Ten years earlier, Huxley had used his friend Haldane as the inspiration for the character Shearwater in his novel Antic Hay (1923), as "the biologist too absorbed in his experiments to notice his friends bedding his wife."
Haldane was a committed Marxist for much of his career, which is why we find him narrating a film distributed by The National Council of American-Soviet Friendship. But by the end of World War Two, Haldane disavowed Marxism and moved to India to continue his studies and writing until his death in 1964.
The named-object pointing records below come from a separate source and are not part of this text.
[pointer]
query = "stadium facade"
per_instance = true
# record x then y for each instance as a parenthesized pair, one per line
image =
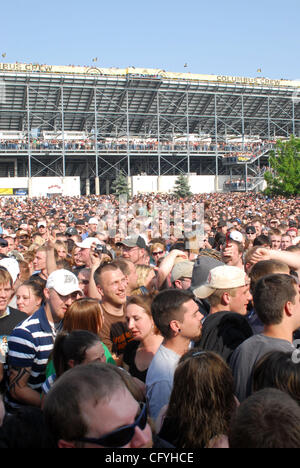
(91, 123)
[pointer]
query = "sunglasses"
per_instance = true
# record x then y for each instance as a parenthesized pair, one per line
(123, 435)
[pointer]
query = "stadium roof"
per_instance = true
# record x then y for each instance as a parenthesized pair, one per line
(145, 102)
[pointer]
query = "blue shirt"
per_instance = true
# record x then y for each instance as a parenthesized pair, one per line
(30, 345)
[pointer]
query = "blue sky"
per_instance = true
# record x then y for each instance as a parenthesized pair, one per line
(215, 37)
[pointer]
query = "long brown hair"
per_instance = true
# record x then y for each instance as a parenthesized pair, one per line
(202, 400)
(84, 314)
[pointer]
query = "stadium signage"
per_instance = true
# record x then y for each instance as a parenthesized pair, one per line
(141, 73)
(254, 81)
(21, 67)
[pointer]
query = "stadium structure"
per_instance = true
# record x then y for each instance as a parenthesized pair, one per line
(93, 122)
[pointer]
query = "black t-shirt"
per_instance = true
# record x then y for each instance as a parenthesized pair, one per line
(129, 359)
(7, 324)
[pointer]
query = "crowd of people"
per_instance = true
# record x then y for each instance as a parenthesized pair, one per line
(130, 328)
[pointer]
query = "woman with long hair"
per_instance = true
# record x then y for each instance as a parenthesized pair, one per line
(84, 314)
(139, 353)
(72, 349)
(202, 402)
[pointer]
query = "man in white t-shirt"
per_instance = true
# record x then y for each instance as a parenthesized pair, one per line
(178, 319)
(277, 304)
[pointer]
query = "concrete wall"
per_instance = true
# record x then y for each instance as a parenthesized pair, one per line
(41, 186)
(166, 184)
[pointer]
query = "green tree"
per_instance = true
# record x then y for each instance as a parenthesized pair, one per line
(120, 185)
(182, 188)
(284, 176)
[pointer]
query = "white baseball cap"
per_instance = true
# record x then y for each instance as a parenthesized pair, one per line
(42, 223)
(63, 281)
(93, 221)
(87, 242)
(222, 277)
(236, 236)
(12, 266)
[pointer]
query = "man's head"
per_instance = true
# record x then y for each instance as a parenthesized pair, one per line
(266, 268)
(286, 241)
(269, 418)
(39, 262)
(85, 247)
(232, 253)
(135, 249)
(92, 225)
(275, 238)
(276, 298)
(175, 313)
(129, 270)
(4, 247)
(62, 289)
(256, 222)
(111, 283)
(227, 288)
(182, 273)
(42, 227)
(6, 290)
(90, 406)
(250, 233)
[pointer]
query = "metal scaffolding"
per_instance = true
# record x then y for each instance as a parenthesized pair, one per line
(127, 108)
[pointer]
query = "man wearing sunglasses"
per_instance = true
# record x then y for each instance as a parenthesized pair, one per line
(90, 406)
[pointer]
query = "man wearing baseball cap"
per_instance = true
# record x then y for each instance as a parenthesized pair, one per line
(226, 327)
(85, 247)
(31, 343)
(232, 252)
(135, 249)
(181, 276)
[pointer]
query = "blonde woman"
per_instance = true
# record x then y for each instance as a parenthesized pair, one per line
(146, 282)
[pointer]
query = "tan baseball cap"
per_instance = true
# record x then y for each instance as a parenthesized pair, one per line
(222, 277)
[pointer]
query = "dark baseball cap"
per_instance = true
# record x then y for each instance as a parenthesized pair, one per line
(3, 242)
(250, 230)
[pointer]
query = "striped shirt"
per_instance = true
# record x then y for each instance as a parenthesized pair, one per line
(30, 345)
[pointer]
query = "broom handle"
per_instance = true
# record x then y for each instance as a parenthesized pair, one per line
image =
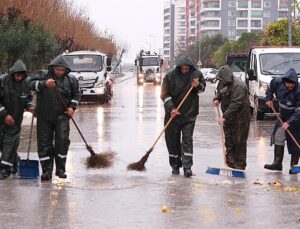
(30, 137)
(222, 136)
(287, 130)
(171, 119)
(65, 105)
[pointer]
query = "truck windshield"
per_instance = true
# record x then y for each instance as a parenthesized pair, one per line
(279, 63)
(84, 63)
(150, 61)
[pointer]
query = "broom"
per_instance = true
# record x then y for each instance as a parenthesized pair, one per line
(140, 165)
(295, 168)
(224, 171)
(101, 160)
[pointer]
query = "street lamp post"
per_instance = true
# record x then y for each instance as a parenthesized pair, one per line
(154, 40)
(149, 43)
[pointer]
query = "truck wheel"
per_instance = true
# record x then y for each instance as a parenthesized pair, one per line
(256, 112)
(260, 115)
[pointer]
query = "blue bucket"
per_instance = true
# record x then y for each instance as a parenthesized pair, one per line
(29, 169)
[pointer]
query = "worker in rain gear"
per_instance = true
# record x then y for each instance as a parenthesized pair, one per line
(52, 116)
(287, 91)
(179, 134)
(15, 98)
(233, 96)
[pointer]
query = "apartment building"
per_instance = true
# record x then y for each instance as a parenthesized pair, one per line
(232, 18)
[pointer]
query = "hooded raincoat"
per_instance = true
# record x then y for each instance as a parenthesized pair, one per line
(179, 135)
(15, 98)
(289, 106)
(51, 118)
(235, 106)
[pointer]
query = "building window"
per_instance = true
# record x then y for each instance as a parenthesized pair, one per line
(231, 4)
(231, 32)
(210, 14)
(256, 4)
(242, 13)
(231, 22)
(231, 13)
(242, 4)
(242, 23)
(212, 23)
(256, 24)
(267, 14)
(256, 13)
(211, 4)
(267, 4)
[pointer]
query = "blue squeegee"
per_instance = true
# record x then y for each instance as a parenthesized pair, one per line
(225, 171)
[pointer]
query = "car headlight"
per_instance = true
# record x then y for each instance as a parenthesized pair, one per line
(99, 83)
(263, 86)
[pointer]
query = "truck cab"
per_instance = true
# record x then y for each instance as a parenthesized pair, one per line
(264, 64)
(91, 69)
(148, 68)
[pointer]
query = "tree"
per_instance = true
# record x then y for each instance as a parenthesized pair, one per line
(221, 54)
(276, 34)
(28, 42)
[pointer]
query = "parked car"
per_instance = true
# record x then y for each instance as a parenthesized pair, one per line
(209, 74)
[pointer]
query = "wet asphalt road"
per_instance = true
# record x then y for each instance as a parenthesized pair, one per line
(116, 198)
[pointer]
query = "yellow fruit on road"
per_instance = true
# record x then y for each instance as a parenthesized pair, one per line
(164, 209)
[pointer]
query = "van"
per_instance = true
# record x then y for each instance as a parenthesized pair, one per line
(264, 64)
(91, 69)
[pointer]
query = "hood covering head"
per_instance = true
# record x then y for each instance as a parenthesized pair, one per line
(225, 74)
(291, 75)
(59, 61)
(18, 66)
(185, 60)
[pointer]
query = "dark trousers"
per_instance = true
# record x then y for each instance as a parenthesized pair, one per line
(236, 135)
(9, 143)
(179, 140)
(53, 143)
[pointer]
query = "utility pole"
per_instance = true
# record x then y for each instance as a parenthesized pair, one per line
(199, 54)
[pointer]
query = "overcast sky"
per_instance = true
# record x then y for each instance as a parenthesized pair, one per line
(135, 22)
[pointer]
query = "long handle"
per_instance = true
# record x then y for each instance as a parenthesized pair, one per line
(222, 136)
(171, 118)
(65, 105)
(30, 137)
(288, 131)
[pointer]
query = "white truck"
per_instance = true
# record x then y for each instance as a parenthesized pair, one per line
(91, 68)
(264, 64)
(148, 68)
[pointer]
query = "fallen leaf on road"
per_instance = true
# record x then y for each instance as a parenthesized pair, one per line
(237, 211)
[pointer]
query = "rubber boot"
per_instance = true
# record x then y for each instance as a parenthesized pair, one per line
(4, 172)
(15, 167)
(47, 167)
(175, 170)
(278, 158)
(294, 161)
(188, 172)
(60, 164)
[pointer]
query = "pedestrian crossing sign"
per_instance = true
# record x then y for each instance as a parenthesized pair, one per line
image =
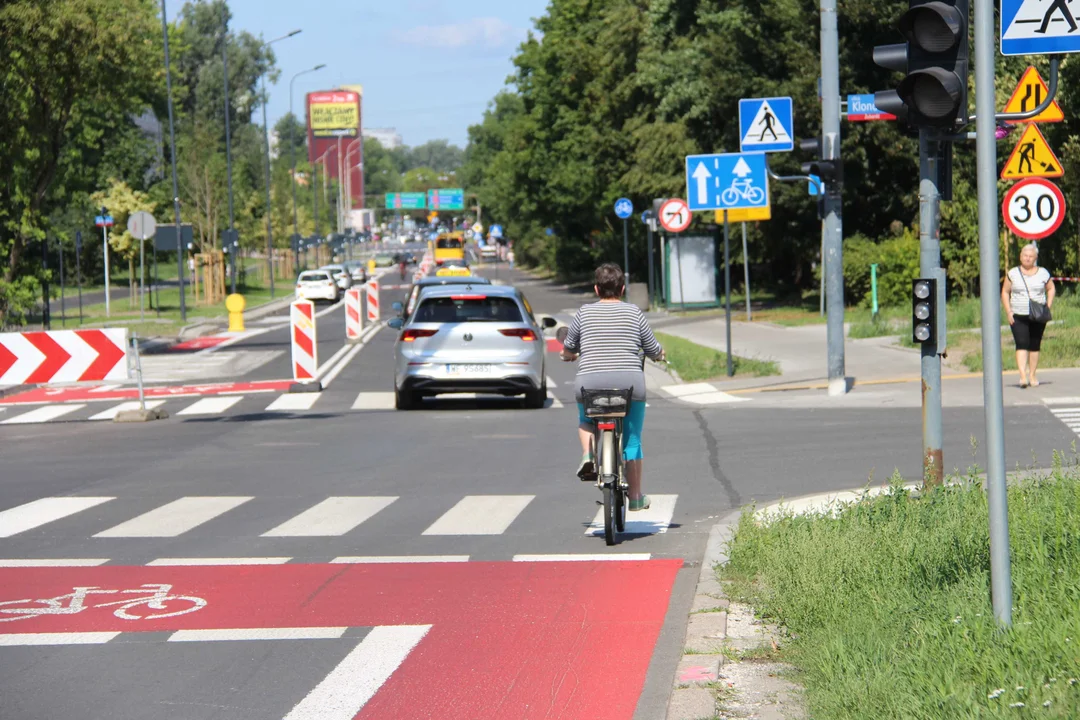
(1031, 158)
(1030, 91)
(766, 124)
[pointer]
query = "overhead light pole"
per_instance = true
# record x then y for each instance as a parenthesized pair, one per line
(296, 223)
(266, 143)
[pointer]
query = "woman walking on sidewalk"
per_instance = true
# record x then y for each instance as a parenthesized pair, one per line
(1028, 295)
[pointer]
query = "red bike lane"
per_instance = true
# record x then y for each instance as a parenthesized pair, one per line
(507, 639)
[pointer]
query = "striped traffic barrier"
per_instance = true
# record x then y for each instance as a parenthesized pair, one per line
(305, 342)
(373, 300)
(353, 314)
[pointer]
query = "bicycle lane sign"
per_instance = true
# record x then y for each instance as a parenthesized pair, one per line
(499, 639)
(727, 181)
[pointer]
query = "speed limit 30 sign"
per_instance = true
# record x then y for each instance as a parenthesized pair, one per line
(1034, 208)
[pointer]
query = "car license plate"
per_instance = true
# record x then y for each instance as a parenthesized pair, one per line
(468, 369)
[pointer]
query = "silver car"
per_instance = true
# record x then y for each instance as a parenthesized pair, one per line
(470, 339)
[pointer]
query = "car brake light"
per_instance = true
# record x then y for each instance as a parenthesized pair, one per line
(412, 335)
(525, 334)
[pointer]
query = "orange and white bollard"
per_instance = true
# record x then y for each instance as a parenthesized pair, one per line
(373, 300)
(305, 345)
(353, 314)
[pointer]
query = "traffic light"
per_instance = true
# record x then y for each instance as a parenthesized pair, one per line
(934, 59)
(831, 172)
(928, 311)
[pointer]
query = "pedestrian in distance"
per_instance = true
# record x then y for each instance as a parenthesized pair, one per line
(1027, 295)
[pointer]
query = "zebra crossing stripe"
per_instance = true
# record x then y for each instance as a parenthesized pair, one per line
(43, 511)
(332, 517)
(480, 515)
(175, 518)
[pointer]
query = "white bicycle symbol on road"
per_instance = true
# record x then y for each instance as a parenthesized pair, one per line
(153, 596)
(742, 189)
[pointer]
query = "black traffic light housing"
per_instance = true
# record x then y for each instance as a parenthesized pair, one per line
(935, 59)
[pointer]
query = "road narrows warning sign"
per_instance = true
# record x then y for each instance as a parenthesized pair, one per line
(1031, 158)
(1030, 91)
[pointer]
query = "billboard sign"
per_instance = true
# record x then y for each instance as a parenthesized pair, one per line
(334, 114)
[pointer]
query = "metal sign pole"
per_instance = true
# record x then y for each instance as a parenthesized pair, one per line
(746, 271)
(930, 254)
(727, 291)
(988, 272)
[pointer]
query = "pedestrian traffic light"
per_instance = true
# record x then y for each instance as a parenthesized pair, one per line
(831, 172)
(928, 311)
(934, 59)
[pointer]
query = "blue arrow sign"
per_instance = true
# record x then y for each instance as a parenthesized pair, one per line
(1034, 27)
(727, 181)
(766, 124)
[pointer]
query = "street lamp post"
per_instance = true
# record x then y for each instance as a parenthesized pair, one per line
(266, 143)
(296, 223)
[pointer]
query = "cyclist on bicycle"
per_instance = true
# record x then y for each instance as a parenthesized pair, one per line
(611, 338)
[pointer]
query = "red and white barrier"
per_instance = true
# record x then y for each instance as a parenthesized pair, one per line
(373, 300)
(353, 314)
(63, 356)
(305, 341)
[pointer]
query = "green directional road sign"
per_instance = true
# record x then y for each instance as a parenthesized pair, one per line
(405, 201)
(446, 199)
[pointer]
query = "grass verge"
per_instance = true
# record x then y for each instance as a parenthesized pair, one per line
(888, 608)
(693, 362)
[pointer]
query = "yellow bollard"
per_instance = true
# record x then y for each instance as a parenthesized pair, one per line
(234, 303)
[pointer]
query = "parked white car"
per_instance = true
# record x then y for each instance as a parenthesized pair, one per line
(316, 285)
(340, 274)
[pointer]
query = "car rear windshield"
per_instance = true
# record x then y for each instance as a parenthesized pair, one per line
(468, 309)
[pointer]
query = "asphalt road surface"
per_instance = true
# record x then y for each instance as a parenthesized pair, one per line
(350, 560)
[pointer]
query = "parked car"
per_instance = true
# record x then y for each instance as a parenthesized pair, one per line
(358, 269)
(316, 285)
(340, 274)
(472, 339)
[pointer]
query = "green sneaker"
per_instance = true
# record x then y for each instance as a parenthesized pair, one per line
(586, 471)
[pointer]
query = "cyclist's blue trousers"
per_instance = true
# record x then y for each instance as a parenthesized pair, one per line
(631, 429)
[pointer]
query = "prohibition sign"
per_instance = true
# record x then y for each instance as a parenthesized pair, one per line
(675, 215)
(1034, 208)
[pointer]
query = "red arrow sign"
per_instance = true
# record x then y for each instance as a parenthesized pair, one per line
(55, 357)
(108, 354)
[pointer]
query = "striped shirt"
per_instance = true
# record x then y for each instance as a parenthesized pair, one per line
(1037, 284)
(611, 337)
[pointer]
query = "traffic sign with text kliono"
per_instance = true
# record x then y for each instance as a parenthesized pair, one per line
(861, 108)
(1039, 27)
(1030, 91)
(1034, 208)
(727, 181)
(766, 124)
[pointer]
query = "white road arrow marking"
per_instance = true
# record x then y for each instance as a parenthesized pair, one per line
(701, 174)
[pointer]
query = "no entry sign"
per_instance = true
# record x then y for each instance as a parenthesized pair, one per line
(1034, 208)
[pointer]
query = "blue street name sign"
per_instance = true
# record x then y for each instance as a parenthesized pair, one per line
(1037, 27)
(766, 124)
(727, 181)
(446, 199)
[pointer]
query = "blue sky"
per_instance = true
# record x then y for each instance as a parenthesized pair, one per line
(428, 67)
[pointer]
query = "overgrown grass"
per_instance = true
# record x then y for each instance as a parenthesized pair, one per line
(888, 607)
(693, 362)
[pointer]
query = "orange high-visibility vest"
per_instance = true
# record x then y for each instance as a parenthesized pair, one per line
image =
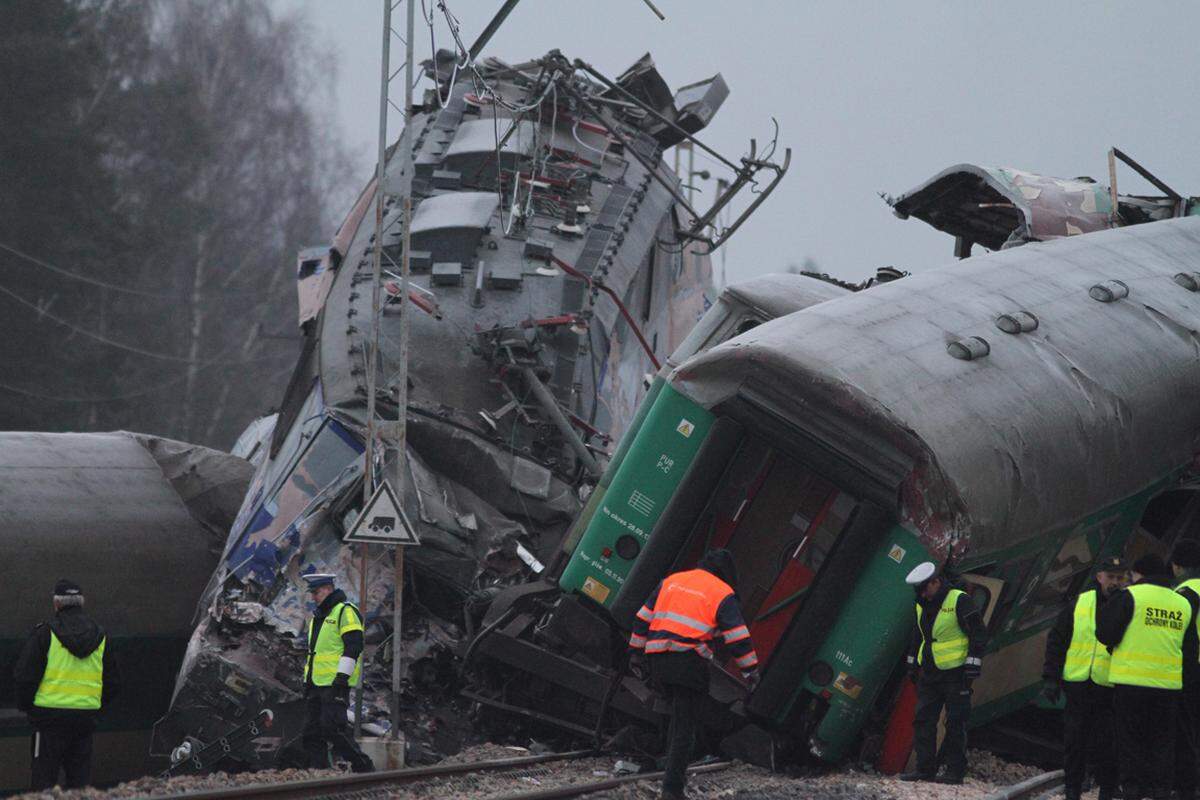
(687, 608)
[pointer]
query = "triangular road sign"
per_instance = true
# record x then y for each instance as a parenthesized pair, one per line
(383, 521)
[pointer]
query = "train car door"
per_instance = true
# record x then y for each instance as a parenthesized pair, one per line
(780, 519)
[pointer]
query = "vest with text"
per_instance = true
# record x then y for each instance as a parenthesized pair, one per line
(1151, 651)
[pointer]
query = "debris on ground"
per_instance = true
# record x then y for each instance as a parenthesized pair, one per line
(738, 782)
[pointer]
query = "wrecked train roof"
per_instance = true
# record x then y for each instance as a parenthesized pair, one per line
(1095, 404)
(779, 294)
(1002, 206)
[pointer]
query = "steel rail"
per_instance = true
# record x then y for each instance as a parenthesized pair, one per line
(1030, 787)
(337, 785)
(581, 789)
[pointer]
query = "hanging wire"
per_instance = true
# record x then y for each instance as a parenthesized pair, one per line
(79, 277)
(112, 398)
(114, 343)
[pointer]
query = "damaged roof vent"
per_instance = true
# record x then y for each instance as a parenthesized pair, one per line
(1189, 281)
(1020, 322)
(1109, 290)
(969, 349)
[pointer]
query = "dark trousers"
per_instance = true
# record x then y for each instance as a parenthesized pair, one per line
(1146, 739)
(935, 691)
(682, 735)
(61, 745)
(1089, 732)
(327, 728)
(1187, 743)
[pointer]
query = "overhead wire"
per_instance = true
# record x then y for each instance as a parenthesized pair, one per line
(76, 276)
(114, 343)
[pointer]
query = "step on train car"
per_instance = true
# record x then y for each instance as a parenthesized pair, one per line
(1030, 410)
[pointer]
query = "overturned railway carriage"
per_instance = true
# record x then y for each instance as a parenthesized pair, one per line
(552, 266)
(138, 522)
(837, 447)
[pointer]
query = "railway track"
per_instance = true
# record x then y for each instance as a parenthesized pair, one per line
(1030, 788)
(442, 780)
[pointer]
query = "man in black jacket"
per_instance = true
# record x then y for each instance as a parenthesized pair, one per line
(1078, 665)
(1186, 566)
(1147, 627)
(65, 677)
(946, 655)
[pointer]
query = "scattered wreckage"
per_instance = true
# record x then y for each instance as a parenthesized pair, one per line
(1029, 411)
(555, 264)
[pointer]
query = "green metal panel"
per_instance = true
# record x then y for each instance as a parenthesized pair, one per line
(642, 485)
(865, 642)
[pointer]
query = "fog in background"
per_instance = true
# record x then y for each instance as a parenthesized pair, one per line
(870, 97)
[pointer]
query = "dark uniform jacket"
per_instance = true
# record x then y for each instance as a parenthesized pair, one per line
(970, 620)
(1059, 641)
(1117, 613)
(81, 636)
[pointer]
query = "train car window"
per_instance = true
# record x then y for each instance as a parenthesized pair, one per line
(1071, 569)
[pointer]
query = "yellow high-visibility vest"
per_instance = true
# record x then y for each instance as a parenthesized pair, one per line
(1086, 657)
(323, 659)
(1151, 651)
(71, 681)
(949, 644)
(1194, 585)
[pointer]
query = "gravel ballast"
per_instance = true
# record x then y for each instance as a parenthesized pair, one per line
(738, 782)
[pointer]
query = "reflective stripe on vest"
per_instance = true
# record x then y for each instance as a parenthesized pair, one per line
(949, 644)
(1151, 651)
(70, 681)
(1086, 657)
(1194, 585)
(684, 615)
(323, 657)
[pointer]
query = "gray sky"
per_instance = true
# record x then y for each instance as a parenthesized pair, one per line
(870, 97)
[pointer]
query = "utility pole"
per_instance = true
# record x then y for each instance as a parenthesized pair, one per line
(394, 439)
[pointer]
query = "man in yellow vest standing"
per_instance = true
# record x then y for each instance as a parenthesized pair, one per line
(945, 657)
(333, 667)
(1186, 566)
(65, 677)
(1077, 665)
(1145, 627)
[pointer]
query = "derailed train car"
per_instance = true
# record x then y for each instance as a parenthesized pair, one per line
(1030, 410)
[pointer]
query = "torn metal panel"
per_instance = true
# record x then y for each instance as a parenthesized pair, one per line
(1030, 437)
(1002, 206)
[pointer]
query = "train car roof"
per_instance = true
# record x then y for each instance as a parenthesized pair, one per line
(1095, 404)
(783, 293)
(136, 519)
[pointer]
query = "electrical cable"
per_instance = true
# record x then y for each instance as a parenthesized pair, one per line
(121, 346)
(113, 398)
(79, 277)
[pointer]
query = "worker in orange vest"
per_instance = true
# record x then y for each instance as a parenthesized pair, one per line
(676, 629)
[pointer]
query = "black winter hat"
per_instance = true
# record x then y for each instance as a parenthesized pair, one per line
(1151, 565)
(65, 588)
(1187, 554)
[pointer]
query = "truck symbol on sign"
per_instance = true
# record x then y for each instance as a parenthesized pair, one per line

Maybe you're thinking that there could be something to all this head removal business back in the U.S.S.R, but it couldn't possibly happen in the USA, with our long history of mostly ethical medical practices.
Think again.
In the Sixties and Seventies, Dr. David Gilboe of the University of Wisconsin removed the brains of over 40 dogs, removing their blood to suffocate them, then reviving them by pumping the blood back in, not unlike Bryukhonenko's experiments in the 30's and 40's. Measuring the activity of the dog brains with an electroencephalograph, Gilboe concluded that it was possible to keep the dog brains functioning for approximately two hours outside of the body. Unlike Bryukhonenko, Gilboe wasn't studying the revival of organisms - he was studying the chemistry of brain metabolism during the process of suffocation and recovery. And what better way to do it than by removing dozens of dog brains. An article by Gilboe appeared in April, 1973 in The Journal of Biological Chemistry, and a pdf of it can be downloaded here, or you can view an abstract of the article as a web page here.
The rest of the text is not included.